Contributed by Glen Davis
On April 15 this year, the famed Notre Dame cathedral in Paris caught alight. The fire took hold, spreading rapidly, and the building suffered extensive damage.
Around the world, millions watched the event unfold. Some were shocked. Many intrigued. All viewers knew history was taking place.
This is a building that took over 200 years to construct, being finally completed in the late fourteenth century.
Such was the damage; it is estimated a rebuild will take over two decades. Its cost will be over a billion euros.
As we know, the Roman Catholic Church (the Church) is a wealthy body. Should be easy to do the rebuild. But hold your horses, it’s not that simple. The cost will be met by fundraising.
The church, apparently, has a special friend who is almighty, all powerful. Failing that, can the church meet the cost?
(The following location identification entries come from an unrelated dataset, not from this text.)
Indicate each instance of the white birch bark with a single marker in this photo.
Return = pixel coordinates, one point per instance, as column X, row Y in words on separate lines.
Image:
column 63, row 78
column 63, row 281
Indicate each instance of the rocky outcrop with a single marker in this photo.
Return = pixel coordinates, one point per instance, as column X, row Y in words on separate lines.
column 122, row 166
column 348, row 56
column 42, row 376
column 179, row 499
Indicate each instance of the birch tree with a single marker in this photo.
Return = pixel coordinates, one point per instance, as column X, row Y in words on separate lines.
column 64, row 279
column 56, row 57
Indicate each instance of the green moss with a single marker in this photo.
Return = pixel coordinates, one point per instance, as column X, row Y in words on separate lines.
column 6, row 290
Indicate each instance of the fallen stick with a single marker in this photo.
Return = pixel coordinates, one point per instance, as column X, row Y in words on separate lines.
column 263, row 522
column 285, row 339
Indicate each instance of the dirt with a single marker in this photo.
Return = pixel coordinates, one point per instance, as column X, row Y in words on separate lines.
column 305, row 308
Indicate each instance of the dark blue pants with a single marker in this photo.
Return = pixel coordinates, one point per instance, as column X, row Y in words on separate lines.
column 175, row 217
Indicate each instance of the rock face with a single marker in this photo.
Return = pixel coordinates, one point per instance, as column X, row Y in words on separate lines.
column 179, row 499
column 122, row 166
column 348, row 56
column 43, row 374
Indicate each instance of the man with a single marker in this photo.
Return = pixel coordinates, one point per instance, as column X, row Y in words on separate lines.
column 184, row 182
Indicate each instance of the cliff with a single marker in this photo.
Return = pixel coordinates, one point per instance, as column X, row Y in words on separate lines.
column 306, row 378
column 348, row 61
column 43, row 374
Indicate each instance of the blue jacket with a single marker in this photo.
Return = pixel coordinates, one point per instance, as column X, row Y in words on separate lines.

In France, it’s estimated the Church has over 700 million euros in assets. It owns over 5,000 buildings , including 3,000 churches. It also has a steady stream of income from rent, tax covenants, weekly collections wills and donations.
No one can put a figure on the wealth the church has worldwide.
The Vatican alone is estimated to hold between 10 and 15 billion euros. Add on their extensive art collections, as well as being the biggest land holder in the world, not forgetting many global investments. No one can calculate a figure close to their total wealth.
In many parts of the world, including Australia, thre Church pays no, or next to no tax. Yet they can’t meet the cost of rebuilding one of their own buildings.
But still, the church will not cover the bill for rebuilding Notre Dame.
Is it just me, or is there something wrong here?
Fine. Let’s rebuild Notre Dame. But the church can pay for it.